Japanese ace Yoshinobu Yamamoto is expected to be posted by the Orix Buffaloes on Monday, which means the 45-day negotiating window will open on Tuesday. That comes from ESPN’s Buster Olney and tracks with similar reports about the righty’s timeline. Unlike the previous system in which teams had to submit bids, with the highest bid securing exclusive negotiating rights, all 30 teams can engage posted players. The winning team will then be subject to a posting fee based on the value of the contract.
In Yoshinobu’s case, the deal will cost quite a bit more than just the projected $200 million price tag. The release fee under the amended NPB posting system amounts to 20% of the first $25 million ($5M), 17.5% of the next $25 million ($4.375M), and 15% of everything over that (possibly $22.5M or more). As steep as it might seem to fork over $30+ million in addition to the deal, it’s a pittance compared to the $51+ million the Rangers and Yankees paid just to talk to Yu Darvish and Daisuke Matsuzaka, respectively.
As a quick point of clarification, the release fee is not part of a team’s competitive balance tax calculation. Speaking of which, it should also be noted that there’s no such thing as front-loading or back-loading a deal to create more favorable tax situations. The CBT is based on the average annual value of a contract, which is total guaranteed money over total guaranteed years.
It does make sense, however, for a deal to be structured so that Yamamoto earns less in actual salary during the early years to help offset the big cash hit from the release fee.
This is a unique situation because Yamamoto is clearly the best pitcher in Japan right now, maybe ever, and he’s coming over at a much younger age than most posted players. Blessed with a mid-90s fastball, a wicked splitter, big curve, firm cutter, and nasty slider, he should be able to hold his own at the top of any rotation. Even if you factor in some regression in the numbers, his performance — 1.21 ERA and 169 strikeouts to 28 walks over 164 innings — sets a very high floor.
The only real criticism of Yamamoto is that he’s only 5-foot-10, but that’s not going to stop several teams from falling all over each other to sign him. The Cubs are expected to be among the most dogged suitors in a process that could involve a number of somewhat unexpected teams.

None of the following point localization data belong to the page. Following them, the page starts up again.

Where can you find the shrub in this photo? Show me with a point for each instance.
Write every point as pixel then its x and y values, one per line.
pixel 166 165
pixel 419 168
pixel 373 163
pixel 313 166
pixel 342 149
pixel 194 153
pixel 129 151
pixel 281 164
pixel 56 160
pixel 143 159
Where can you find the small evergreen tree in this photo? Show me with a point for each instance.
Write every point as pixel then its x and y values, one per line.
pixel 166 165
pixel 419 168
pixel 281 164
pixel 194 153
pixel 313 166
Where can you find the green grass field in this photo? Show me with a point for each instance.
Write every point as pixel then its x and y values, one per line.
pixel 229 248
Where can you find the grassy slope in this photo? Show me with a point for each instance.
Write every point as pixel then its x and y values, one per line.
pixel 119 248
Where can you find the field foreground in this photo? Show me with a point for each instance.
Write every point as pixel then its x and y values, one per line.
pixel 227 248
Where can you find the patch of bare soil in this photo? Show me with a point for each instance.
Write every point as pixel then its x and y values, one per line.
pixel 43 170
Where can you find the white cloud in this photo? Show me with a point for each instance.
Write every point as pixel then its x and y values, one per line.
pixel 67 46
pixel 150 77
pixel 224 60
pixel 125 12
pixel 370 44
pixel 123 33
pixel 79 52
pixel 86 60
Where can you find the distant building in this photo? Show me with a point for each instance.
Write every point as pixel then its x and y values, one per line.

Even the Tigers and Diamondbacks, neither of whom typically carries big payrolls, will be lining up meetings.
The Yankees should be in the mix as well, though GM Brian Cashman may have hurt their chances with his recent comments about the oft-injured Giancarlo Stanton. The rub there is that both Stanton and Yamamoto are represented by Joel Wolfe of Wasserman. Woopsie-doodle.
Yamamoto isn’t the only Japanese pitcher the Cubs will pursue either, as lefty Shota Imanaga has been on their radar for a while too. They’ve had success selling former NPB stars on the idea of playing in Chicago, so they shouldn’t be discounted as big players this time around.
“It’s a great baseball culture,” Jed Hoyer said after a September scouting trip to Japan. “Obviously, they have a lot of really good players. Making sure that’s a market that we are actively involved in is something that’s really important.”
Just like the potential pursuits of Shohei Ohtani, Juan Soto, or two Brewers pitchers, I’m not all that bullish on the Cubs’ chances to make this happen. I am, however, excited by the possibility that they’ll give Yamamoto and all the others a real run in what figures to be a very active offseason.